Increased energy expenditure in ATG7B KO mice. Shown are comparisons of (A). 24-h food intake and (B). physical activity of control (n = 3) and ATG7B KO mice (n = 5) (C). Respiratory exchange ratio (RER), (D). relative oxygen consumption, (E). carbon dioxide production, and (F). energy expenditure of night-time basal and CL316,243 treated control (n = 4) and ATG7B KO mice (n = 4), maintained on a normal chow diet were analyzed using indirect calorimetry. Statistical significance was determined by the Mann–Whitney test. *, ** and *** represent p < 0.5, p < 0.01 and p < 0.001 respectively.

Figure 4

Increased mitochondrial content in ATG7B KO mice. (A). Appearance of BAT depots dissected from control and ATG7B KO mice. (B).

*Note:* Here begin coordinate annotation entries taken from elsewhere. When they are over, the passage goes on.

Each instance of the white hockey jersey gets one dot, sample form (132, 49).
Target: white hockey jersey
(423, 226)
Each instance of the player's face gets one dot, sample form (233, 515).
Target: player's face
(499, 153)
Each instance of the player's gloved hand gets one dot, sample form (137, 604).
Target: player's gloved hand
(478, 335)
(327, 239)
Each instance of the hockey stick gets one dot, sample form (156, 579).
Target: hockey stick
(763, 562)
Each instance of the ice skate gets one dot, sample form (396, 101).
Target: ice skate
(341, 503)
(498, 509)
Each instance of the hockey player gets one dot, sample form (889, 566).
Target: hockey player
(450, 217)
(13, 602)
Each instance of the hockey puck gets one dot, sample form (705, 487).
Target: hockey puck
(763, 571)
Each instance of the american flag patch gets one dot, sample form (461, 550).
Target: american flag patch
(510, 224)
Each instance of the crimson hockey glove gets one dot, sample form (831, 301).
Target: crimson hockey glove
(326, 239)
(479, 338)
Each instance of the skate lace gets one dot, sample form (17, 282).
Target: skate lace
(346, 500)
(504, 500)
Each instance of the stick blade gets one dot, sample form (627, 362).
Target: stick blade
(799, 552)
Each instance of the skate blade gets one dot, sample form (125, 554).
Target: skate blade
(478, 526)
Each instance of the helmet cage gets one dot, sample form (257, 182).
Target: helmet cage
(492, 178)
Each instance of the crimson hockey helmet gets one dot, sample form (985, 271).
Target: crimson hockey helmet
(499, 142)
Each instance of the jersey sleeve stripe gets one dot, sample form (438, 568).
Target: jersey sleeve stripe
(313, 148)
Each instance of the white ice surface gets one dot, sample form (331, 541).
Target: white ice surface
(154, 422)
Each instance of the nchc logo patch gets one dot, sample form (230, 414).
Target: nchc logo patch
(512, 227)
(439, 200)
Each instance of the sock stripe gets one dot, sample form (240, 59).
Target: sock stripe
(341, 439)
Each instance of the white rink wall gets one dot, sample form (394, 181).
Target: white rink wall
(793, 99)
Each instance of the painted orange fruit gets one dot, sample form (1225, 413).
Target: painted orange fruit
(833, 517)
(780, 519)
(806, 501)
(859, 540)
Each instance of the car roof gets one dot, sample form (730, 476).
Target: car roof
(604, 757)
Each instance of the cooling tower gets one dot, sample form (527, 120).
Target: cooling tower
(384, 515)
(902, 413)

Histological analysis of hematoxylin and eosin (H & E) stained sections of BAT from control and ATG7B KO mice. The scale bar represents 200 μm. (C). Immunoblotting for UCP1 and mitochondria-resident proteins PDH and SDHA in BAT depots of control and ATG7B KO mice.

Figure 5

Suppression of mitochondrial turnover in BAT of ATG7B KO mice. Relative mRNA levels of (A). ATG7, PGC1α and the chromosome-encoded mitochondrial proteins VDAC1, SDHA and CIDEA, and (B). the mitochondrial-encoded proteins ATP6, cytochrome b, ND2, ND5, Cox1, and Cox2 from BAT of control and ATG7B KO mice as quantified by quantitative reverse PCR (qRT-PCR). Statistical significance was determined by Mann–Whitney test. *, ** and *** represent p < 0.05, p < 0.01, and p < 0.001 respectively. (C). Transmission electron microscopy images of the BAT from control and ATG7B KO mice. Left two panels (3000×), right two panels (20,000×).

Figure 6

Age-associated changes of BAT autophagy and mitochondrial content. (A). The relative protein levels of mitochondrial (SDHA, UCP1) and autophagy (ATG7, p62) markers in BAT of young (3-month-old) and aged (12-month-old) mice (B). Appearance of BAT depots and immunoblotting results for ATG7, UCP1 and mitochondrial-resident proteins from BAT of control and ATG7B KO mice maintained on a 60% high-fat diet (HFD). (C). Body weight chart of control (n = 7) and ATG7B KO mice (n = 9) fed 60% HFD. Arrows indicate weeks that control and ATG7B KO mice were treated with tamoxifen. (D). Schematic illustration proposing the role of brown adipocyte autophagy in age-associated decline of BAT activity.